N’oublions pas que notre prière doit s’ajuster à la volonté de Dieu. Aucune pression sur lui ne permettra de l’exaucer ; la prière sert uniquement à nous remettre entre ses mains, à confier à son cœur bienveillant notre vie, nos destins, “comme un enfant dans les bras de sa mère” (Psaume 131, 2).

Nous ne pouvons pas manipuler Dieu car il n’agit pas selon la volonté humaine. Son rôle n’est pas de distribuer des miracles et notre relation à lui repose sur la confiance.

Nous devons être en communion avec lui en toutes circonstances. Celui qui croit en Dieu le reconnaît comme Père et sait qu’il triomphera, mais que tout cela n’a rien à voir avec une logique humaine.

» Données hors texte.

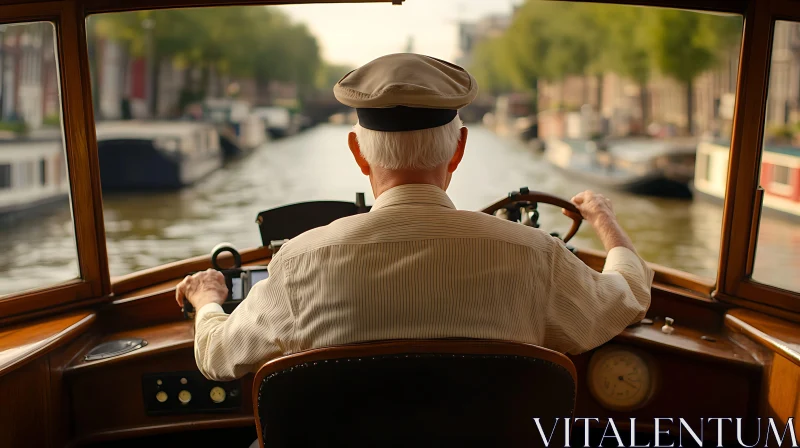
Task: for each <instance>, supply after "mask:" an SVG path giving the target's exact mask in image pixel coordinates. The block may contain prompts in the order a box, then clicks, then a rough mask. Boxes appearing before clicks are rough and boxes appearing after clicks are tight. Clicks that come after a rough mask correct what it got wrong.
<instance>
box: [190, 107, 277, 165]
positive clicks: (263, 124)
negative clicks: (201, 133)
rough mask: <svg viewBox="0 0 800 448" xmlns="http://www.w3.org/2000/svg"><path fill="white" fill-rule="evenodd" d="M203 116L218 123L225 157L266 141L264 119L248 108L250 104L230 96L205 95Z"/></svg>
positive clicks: (240, 152) (242, 152)
mask: <svg viewBox="0 0 800 448" xmlns="http://www.w3.org/2000/svg"><path fill="white" fill-rule="evenodd" d="M203 108H204V117H205V119H206V120H207V121H210V122H212V123H214V124H215V125H216V126H217V131H218V132H219V135H220V146H221V147H222V151H223V155H224V156H225V159H226V160H230V159H234V158H237V157H241V156H243V155H245V154H247V153H249V152H250V151H252V150H254V149H255V148H257V147H259V146H261V145H262V144H264V142H266V141H267V135H266V124H265V123H264V119H263V118H261V117H260V116H258V115H257V114H254V113H252V112H251V109H250V104H249V103H247V102H245V101H240V100H231V99H208V100H206V101H205V103H204V104H203Z"/></svg>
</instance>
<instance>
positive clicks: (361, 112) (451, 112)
mask: <svg viewBox="0 0 800 448" xmlns="http://www.w3.org/2000/svg"><path fill="white" fill-rule="evenodd" d="M356 114H358V124H360V125H361V127H363V128H364V129H370V130H373V131H380V132H404V131H419V130H422V129H432V128H438V127H440V126H444V125H446V124H448V123H450V122H451V121H453V120H454V119H455V118H456V116H457V115H458V111H457V110H451V109H427V108H421V107H406V106H397V107H387V108H380V109H378V108H359V109H356Z"/></svg>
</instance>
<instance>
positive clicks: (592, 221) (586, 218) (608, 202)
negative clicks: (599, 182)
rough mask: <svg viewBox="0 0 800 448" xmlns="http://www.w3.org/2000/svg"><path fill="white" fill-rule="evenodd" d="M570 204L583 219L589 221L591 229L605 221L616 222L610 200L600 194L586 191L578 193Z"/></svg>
mask: <svg viewBox="0 0 800 448" xmlns="http://www.w3.org/2000/svg"><path fill="white" fill-rule="evenodd" d="M571 202H572V203H573V204H575V206H576V207H578V210H579V211H580V212H581V215H583V218H584V219H585V220H587V221H589V224H591V225H592V226H593V227H596V226H597V224H599V223H601V222H602V221H605V220H607V219H612V220H616V216H615V215H614V209H613V207H612V206H611V200H610V199H608V198H607V197H605V196H603V195H602V194H597V193H594V192H593V191H591V190H586V191H584V192H582V193H578V194H576V195H575V197H573V198H572V200H571Z"/></svg>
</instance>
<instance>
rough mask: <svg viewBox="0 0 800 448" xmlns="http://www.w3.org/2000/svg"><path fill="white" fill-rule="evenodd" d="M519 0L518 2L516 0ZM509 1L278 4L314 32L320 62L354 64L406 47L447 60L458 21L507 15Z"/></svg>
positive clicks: (483, 0)
mask: <svg viewBox="0 0 800 448" xmlns="http://www.w3.org/2000/svg"><path fill="white" fill-rule="evenodd" d="M516 2H517V3H519V0H516ZM513 3H514V0H406V1H405V3H404V4H403V5H402V6H394V5H392V4H391V3H377V4H364V3H362V4H322V5H320V4H315V5H289V6H279V8H281V9H283V10H284V11H286V12H287V13H288V14H289V15H290V16H291V17H292V18H293V19H294V20H295V21H298V22H304V23H306V24H307V25H308V27H309V28H310V29H311V31H312V32H313V33H314V35H316V36H317V38H318V40H319V42H320V44H321V45H322V49H323V56H324V58H325V60H327V61H330V62H333V63H339V64H348V65H351V66H354V67H357V66H360V65H363V64H365V63H367V62H369V61H371V60H372V59H375V58H377V57H380V56H383V55H385V54H389V53H399V52H403V51H405V49H406V44H407V42H408V38H409V36H411V37H413V39H414V52H416V53H422V54H427V55H429V56H434V57H438V58H441V59H446V60H450V61H452V60H454V59H455V58H456V56H458V28H457V23H458V21H460V20H474V19H477V18H480V17H483V16H486V15H490V14H496V13H505V14H510V13H511V7H512V4H513Z"/></svg>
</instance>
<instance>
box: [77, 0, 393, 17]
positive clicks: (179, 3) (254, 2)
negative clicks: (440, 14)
mask: <svg viewBox="0 0 800 448" xmlns="http://www.w3.org/2000/svg"><path fill="white" fill-rule="evenodd" d="M403 1H405V0H169V1H163V0H82V3H83V4H84V5H85V7H86V12H87V14H95V13H107V12H122V11H131V10H147V9H165V8H197V7H214V6H245V5H286V4H308V3H393V4H399V3H402V2H403Z"/></svg>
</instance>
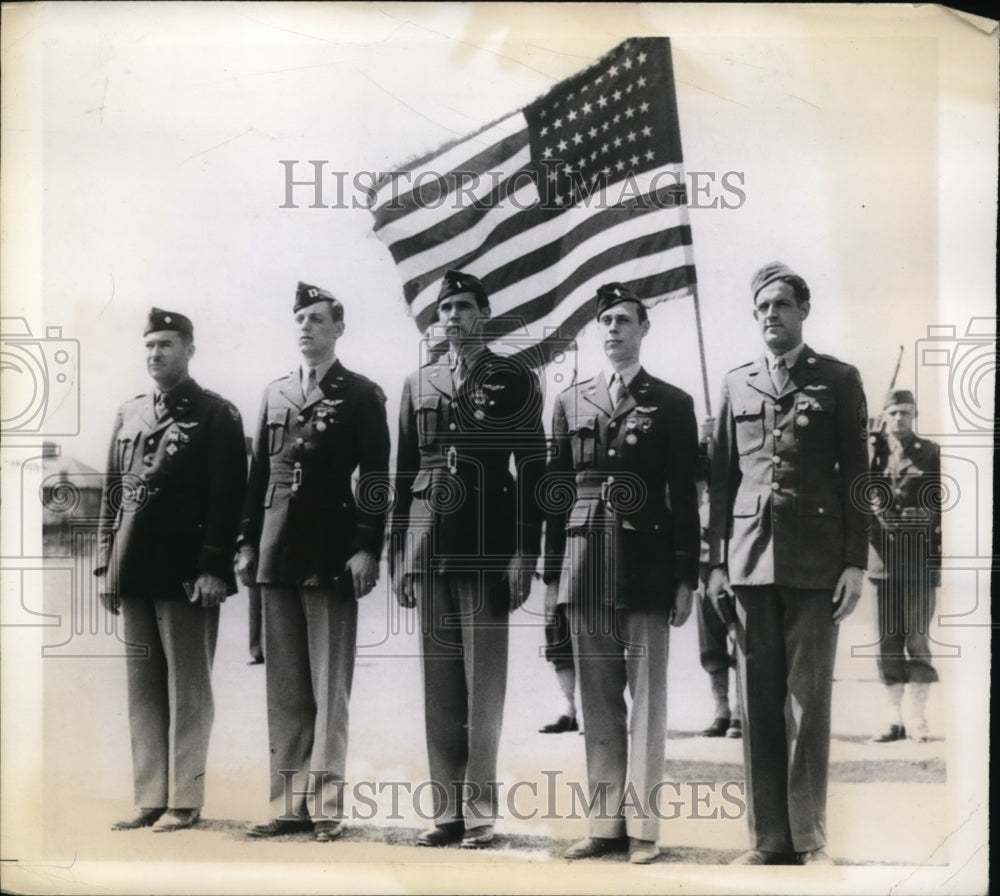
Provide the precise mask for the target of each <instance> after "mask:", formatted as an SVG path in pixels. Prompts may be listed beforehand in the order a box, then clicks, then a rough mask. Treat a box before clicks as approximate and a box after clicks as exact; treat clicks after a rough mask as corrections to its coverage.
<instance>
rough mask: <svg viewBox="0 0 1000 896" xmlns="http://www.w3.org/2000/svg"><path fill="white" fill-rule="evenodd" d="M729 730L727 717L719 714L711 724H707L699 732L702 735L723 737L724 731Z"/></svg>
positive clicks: (705, 736) (723, 735)
mask: <svg viewBox="0 0 1000 896" xmlns="http://www.w3.org/2000/svg"><path fill="white" fill-rule="evenodd" d="M728 730H729V719H724V718H722V717H721V716H720V717H719V718H717V719H716V720H715V721H714V722H712V724H711V725H709V726H708V727H707V728H706V729H705V730H704V731H702V732H701V736H702V737H725V736H726V732H727V731H728Z"/></svg>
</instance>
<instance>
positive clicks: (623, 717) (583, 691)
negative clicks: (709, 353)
mask: <svg viewBox="0 0 1000 896" xmlns="http://www.w3.org/2000/svg"><path fill="white" fill-rule="evenodd" d="M597 323H598V333H599V335H600V338H601V340H602V342H603V345H604V351H605V353H606V354H607V356H608V361H609V365H610V369H609V370H608V371H607V373H604V374H600V375H598V376H597V377H594V378H592V379H588V380H584V381H583V382H581V383H578V384H577V385H575V386H573V387H571V388H570V389H567V390H566V391H565V392H563V393H562V394H561V395H560V396H559V397H558V398H557V400H556V405H555V410H554V413H553V423H552V437H553V439H554V440H555V449H556V450H555V453H554V456H553V458H552V461H551V462H550V464H549V471H550V474H551V475H552V476H553V480H555V479H556V478H558V477H561V476H567V475H570V476H572V477H573V479H574V482H575V497H574V503H573V505H572V507H571V508H570V509H569V512H568V514H567V515H565V516H563V517H561V518H560V517H559V516H558V515H553V518H552V519H551V520H550V522H549V524H548V526H547V529H546V533H547V534H546V548H545V552H546V567H547V571H546V581H547V583H548V591H549V596H550V599H551V598H552V597H554V598H555V599H556V600H557V601H558V603H561V604H568V608H569V625H570V631H571V633H572V637H573V650H574V652H575V654H576V658H577V668H578V670H579V676H580V699H581V703H582V707H583V715H584V737H585V743H586V750H587V777H588V779H589V785H590V799H591V802H592V806H596V807H597V812H596V814H595V812H594V809H593V808H592V809H591V818H590V836H589V837H587V838H585V839H583V840H581V841H579V842H578V843H575V844H574V845H573V846H571V847H570V848H569V849H568V850H567V851H566V857H567V858H571V859H583V858H590V857H594V856H600V855H603V854H605V853H608V852H615V851H624V850H629V860H630V861H631V862H634V863H637V864H645V863H648V862H652V861H654V860H655V859H656V858H657V857H658V855H659V852H658V850H657V847H656V840H657V838H658V832H659V817H658V815H657V814H656V812H657V811H658V810H657V809H656V808H654V807H652V806H651V803H650V801H651V800H652V799H655V795H656V792H657V790H656V789H655V788H657V786H658V785H659V784H660V783H661V781H662V779H663V749H664V741H665V738H666V703H667V700H666V669H667V646H668V635H669V628H668V621H669V622H671V623H672V624H673V625H682V624H683V623H684V621H685V620H686V619H687V617H688V615H689V614H690V612H691V596H692V592H693V589H694V586H695V584H696V583H697V580H698V505H697V495H696V492H695V478H696V466H697V456H698V434H697V424H696V422H695V417H694V405H693V403H692V401H691V397H690V396H689V395H687V394H686V393H684V392H682V391H681V390H679V389H676V388H674V387H673V386H671V385H669V384H667V383H665V382H663V381H662V380H658V379H656V378H654V377H652V376H650V375H649V374H648V373H646V371H645V370H643V369H642V367H641V365H640V363H639V350H640V347H641V343H642V339H643V338H644V337H645V335H646V333H647V332H648V331H649V320H648V316H647V312H646V308H645V306H644V305H643V304H642V302H641V301H640V300H639V298H638V297H637V296H636V295H635V294H634V293H632V292H631V291H630V290H629V289H628V288H626V287H625V286H623V285H622V284H620V283H609V284H606V285H605V286H602V287H601V288H600V289H599V290H598V291H597ZM554 484H555V481H553V485H554ZM626 687H627V688H628V690H629V693H630V694H631V697H632V717H631V720H629V719H628V718H627V715H628V714H627V708H626V703H625V688H626ZM630 738H631V742H630ZM602 807H606V808H604V809H603V811H602ZM629 838H631V841H630V839H629Z"/></svg>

Celui qui croit en Dieu est convaincu au fond de lui que la croix n’est pas la fin du chemin. Celui qui croit en Dieu sait que, même si les choses ne vont pas, il n’est jamais seul.

N’essayons pas de nous protéger en ayant recourt à tels moyens ou telles pratiques. Soyons plutôt certains de nous savoir aimés de Dieu. Il est important de croire en sa paternité comme en sa providence.

Diffusons l’amour de Dieu sans conditions comme Jésus nous l’a enseigné. La vraie prière est une sollicitude à la toute-puissance de Dieu fondée sur la confiance mais aussi sur le respect le plus absolu de sa volonté.

C’est pourquoi il faut dire sans culpabilité “non à ces chaînes de prière”. Les ignorer ne fait pas de nous des pécheurs. Comportons-nous davantage comme des disciples en suivant les commandements par la foi, la prière et l’amour de Dieu envers les autres.

Le père Henry Vargas Holguín est né en 1967 à Tunja, chef-lieu du département de Boyacá en Colombie. Il y a étudié la philosophie au Grand Séminaire, avant de rejoindre l’institut de théologie de Rome. Il a également étudié la théologie fondamentale à l’Université pontificale Angelicum de Rome et suivi des cours de spécialisation en philosophie et en humanisme à l’Université pontificale Bolivariana (Colombie). Il exerce aujourd’hui son ministère de prêtre en paroisse rurale dans le diocèse espagnol d’Urgell en Catalogne.